Thrifting hauls are paradoxical. They are this peculiar amalgamation of preaching sustainable practice yet indulging in hardcore glamorised consumerism. It’s tough a task to distinguish whether this practice is tokenistic or genuine. It’s even tougher work out whether it is better than doing nothing at all, or is simply amplifying over consuming.  

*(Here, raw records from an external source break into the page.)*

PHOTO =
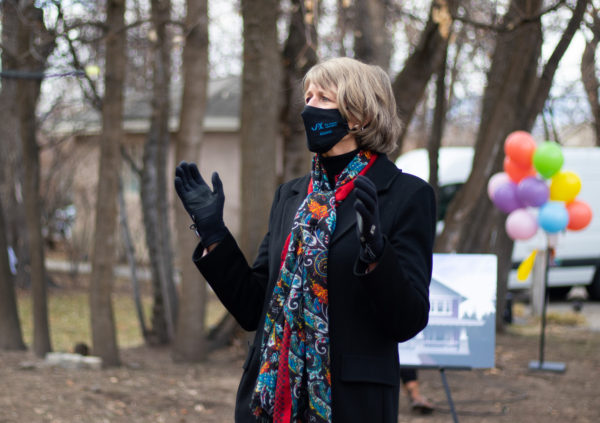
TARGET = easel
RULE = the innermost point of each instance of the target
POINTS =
(445, 384)
(541, 365)
(448, 395)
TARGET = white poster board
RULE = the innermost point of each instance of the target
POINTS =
(462, 315)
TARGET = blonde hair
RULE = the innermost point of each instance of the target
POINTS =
(364, 95)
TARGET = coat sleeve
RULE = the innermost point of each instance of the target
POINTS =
(240, 287)
(399, 285)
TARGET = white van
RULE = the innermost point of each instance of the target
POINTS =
(577, 252)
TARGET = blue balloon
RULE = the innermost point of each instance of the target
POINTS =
(553, 217)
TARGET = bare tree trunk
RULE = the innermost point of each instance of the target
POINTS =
(589, 78)
(439, 120)
(260, 85)
(11, 157)
(299, 54)
(31, 28)
(410, 84)
(104, 257)
(154, 187)
(372, 40)
(11, 337)
(130, 252)
(512, 100)
(190, 335)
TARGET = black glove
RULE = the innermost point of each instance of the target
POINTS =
(367, 216)
(204, 206)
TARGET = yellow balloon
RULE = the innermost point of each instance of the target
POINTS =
(565, 186)
(525, 267)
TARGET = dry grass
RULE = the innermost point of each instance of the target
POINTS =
(69, 317)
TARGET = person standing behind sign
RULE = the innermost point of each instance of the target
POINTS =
(343, 272)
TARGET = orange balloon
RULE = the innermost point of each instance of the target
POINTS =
(580, 215)
(520, 146)
(516, 172)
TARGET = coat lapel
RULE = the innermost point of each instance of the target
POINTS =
(382, 173)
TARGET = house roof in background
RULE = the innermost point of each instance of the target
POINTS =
(222, 111)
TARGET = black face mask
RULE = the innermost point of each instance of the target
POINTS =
(324, 128)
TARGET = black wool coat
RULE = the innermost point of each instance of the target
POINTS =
(369, 313)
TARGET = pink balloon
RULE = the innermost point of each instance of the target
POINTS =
(495, 181)
(521, 224)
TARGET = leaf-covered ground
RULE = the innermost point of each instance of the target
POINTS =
(149, 387)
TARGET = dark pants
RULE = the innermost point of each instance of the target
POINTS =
(407, 374)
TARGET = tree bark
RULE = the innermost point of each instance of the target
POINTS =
(410, 84)
(299, 54)
(190, 335)
(11, 151)
(104, 257)
(259, 131)
(154, 186)
(372, 40)
(34, 47)
(11, 337)
(590, 80)
(439, 120)
(512, 100)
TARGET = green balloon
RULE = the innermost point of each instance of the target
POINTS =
(548, 159)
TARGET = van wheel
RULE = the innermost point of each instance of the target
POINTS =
(594, 288)
(558, 293)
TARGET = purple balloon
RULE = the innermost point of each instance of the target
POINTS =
(505, 197)
(533, 192)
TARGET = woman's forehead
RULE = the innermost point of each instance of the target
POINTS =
(314, 86)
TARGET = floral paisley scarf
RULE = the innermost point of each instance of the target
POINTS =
(294, 381)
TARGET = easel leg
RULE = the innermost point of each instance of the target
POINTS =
(448, 396)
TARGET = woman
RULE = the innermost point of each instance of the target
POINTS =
(343, 272)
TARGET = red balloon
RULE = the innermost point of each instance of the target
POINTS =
(520, 146)
(580, 215)
(516, 172)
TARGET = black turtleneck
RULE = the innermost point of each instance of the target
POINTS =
(335, 164)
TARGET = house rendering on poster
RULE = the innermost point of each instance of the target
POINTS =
(446, 333)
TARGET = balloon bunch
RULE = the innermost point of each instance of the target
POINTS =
(533, 181)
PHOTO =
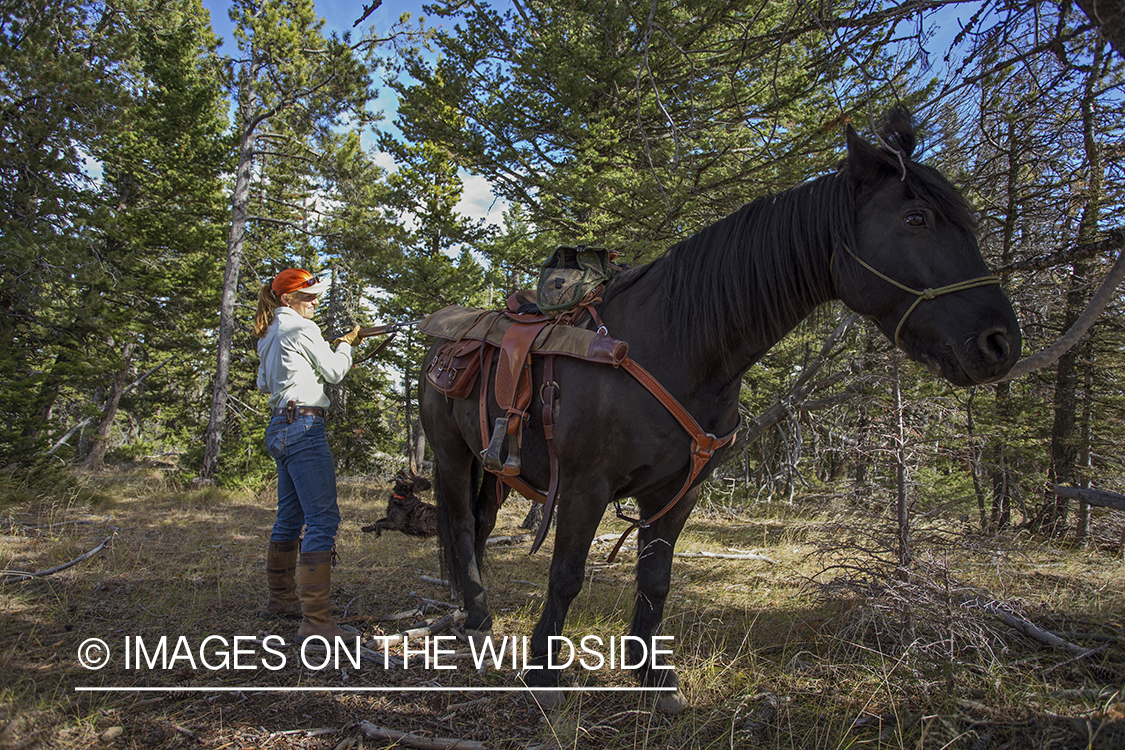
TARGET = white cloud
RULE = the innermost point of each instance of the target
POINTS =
(478, 201)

The allure of unique and ‘one-of-a-kind’ trendy thrift finds combined with low prices and the potential of going viral means that creators are quickly jumping onto the thrift haul bandwagon.  

Not only does this make you question people’s consumption intentions, but there are also concerns that the proliferation of thrifting (and by extension re-selling) is gentrifying second-hand stores. An article by Vox highlighted the surging popularity of second-hand shopping and competitive reselling has caused thrift stores to mark up their garments, pricing out people from lower socioeconomic backgrounds. In a world where buying slow fashion is only available to those with a disposable income, second-hand stores are a haven for those who need lasting clothes that don’t cost half a paycheck. Furthermore, it’s not uncommon that the only things you can find in a thrift store are Target shirts for example as Depop sellers have snatched up anything of quality.  

It is understandable how high the temptation might be to replicate haul videos, especially when you have the means to do so. It is also understandable how hard it can be to escape the viscous tentacles of fashion marketing that seem to creep their way into all of our online spaces. If you can, avoid fast fashion and shop small. Second-hand is great when consumed in moderation and is not just bought for the sake of views. However, the most underrated and sustainable way of consuming is simply by wearing and maintaining the clothing that already live in your closet. They probably miss being worn, so give them some loving.